A festival showcasing the varied music and dances of North Eastern India will be organised in Delhi on Thursday seeking to promote the rich folk culture of the region.
Titled “Amazing North-East…Paradise Unexplored,” the festival organised by city based NGO, Life of Vision Foundation, will see over 22 artistes from the region performing the local songs and dances of the seven sisters.
“This is to give artistes from the region a platform to showcase their art and offer these dying art-forms more visibility.
“We want to promote them because they come from families where their art is their only profession. So, if we do not support them, they will not be able to pass it on to the next generation,” says Sumita Basu, founder of the NGO.
The evening will begin with a musical performance by a choir from Manipur and Mizoran and will be taken forward by a group of Bihu dancers and drummers from Assam.
Basu says that the performers will be dressed in their traditional wear, giving the audience a glimpse of the life that they lead in the North East.
The show will also serve as a medium to draw the audience’s attention to the hardships faced by the people living in the region and encourage more support from the citizens of the rest of the country.
“This creative stage will also be used to draw attention to our current prevailing need in the North-East,” says Basu.
Eminent dancer Sonal Mansingh and academic scholar Sanjoy Hazarika will be a part of the talk show that will discuss the challenges that the region comes across, seeking to suggest solutions that may propagate its growth.
“This event is an attempt to create platforms for North-East artistes through the medium of music, art and culture.
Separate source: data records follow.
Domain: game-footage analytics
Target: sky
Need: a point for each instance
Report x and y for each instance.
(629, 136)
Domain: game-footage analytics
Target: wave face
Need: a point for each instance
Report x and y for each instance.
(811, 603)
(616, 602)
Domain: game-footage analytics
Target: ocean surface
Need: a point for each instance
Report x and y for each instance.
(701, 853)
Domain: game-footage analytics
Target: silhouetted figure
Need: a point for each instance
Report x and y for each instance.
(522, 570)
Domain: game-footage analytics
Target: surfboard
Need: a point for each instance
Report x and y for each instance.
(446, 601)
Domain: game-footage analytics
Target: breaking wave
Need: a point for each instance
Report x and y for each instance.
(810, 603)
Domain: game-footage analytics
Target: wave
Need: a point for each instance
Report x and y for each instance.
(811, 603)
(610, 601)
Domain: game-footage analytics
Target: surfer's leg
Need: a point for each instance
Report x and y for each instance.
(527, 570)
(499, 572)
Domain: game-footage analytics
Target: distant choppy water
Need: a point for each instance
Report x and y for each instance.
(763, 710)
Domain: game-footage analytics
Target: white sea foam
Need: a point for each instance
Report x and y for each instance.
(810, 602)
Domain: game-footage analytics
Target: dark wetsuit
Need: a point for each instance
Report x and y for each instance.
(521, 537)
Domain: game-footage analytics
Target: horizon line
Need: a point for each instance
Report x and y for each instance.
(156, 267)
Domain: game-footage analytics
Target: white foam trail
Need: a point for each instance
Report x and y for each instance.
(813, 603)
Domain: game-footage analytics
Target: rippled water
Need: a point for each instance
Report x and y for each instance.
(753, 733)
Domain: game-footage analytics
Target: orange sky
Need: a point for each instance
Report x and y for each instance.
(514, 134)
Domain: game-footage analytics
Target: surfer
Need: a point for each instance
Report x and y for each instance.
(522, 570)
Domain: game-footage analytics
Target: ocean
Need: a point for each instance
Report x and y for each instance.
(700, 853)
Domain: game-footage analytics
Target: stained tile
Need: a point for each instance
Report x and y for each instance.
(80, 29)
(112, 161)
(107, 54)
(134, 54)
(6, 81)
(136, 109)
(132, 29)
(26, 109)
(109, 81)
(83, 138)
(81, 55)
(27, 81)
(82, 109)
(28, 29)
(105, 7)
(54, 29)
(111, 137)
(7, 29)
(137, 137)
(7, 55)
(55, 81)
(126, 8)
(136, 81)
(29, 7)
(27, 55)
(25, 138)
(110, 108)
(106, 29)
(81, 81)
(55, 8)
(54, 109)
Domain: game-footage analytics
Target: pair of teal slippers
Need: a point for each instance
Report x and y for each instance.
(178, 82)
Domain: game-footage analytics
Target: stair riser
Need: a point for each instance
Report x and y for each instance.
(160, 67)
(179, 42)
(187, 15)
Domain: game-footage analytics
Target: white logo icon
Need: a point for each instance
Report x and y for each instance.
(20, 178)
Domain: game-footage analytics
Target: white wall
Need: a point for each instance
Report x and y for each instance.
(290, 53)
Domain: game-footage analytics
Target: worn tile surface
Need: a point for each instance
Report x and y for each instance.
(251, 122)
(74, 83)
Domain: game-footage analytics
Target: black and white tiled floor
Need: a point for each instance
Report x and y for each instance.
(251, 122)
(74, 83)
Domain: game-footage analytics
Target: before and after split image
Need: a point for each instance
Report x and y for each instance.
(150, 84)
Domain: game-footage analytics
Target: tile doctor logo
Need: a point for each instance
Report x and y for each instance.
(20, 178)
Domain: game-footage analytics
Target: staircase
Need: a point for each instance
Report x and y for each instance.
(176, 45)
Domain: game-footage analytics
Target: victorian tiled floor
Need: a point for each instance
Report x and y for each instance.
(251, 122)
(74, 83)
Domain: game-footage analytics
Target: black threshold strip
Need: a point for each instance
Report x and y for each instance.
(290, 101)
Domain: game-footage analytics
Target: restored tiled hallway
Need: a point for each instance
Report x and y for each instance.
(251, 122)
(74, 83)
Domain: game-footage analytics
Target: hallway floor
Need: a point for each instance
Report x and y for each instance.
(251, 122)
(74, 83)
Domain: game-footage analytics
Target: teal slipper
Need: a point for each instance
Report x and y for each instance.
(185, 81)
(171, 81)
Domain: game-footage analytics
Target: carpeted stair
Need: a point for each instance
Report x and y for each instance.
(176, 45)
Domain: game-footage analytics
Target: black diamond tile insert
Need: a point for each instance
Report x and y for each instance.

The North Eastern culture draws its charm by virtue of the folk music that accompanies the native dances, hence the need of preservation, development and dissemination of cultural heritage of India,” says Basu.
Another festival, scheduled to be held in October will focus on the youth of the country and raise awareness about the discrimination faced by young people from North Eastern India living outside their homes.
“The next festival scheduled for October is meant for the youth and students from across the country. But, the North East region will have maximum participation. We will be talking about the plight of students who stay away from their homes,” says Basu.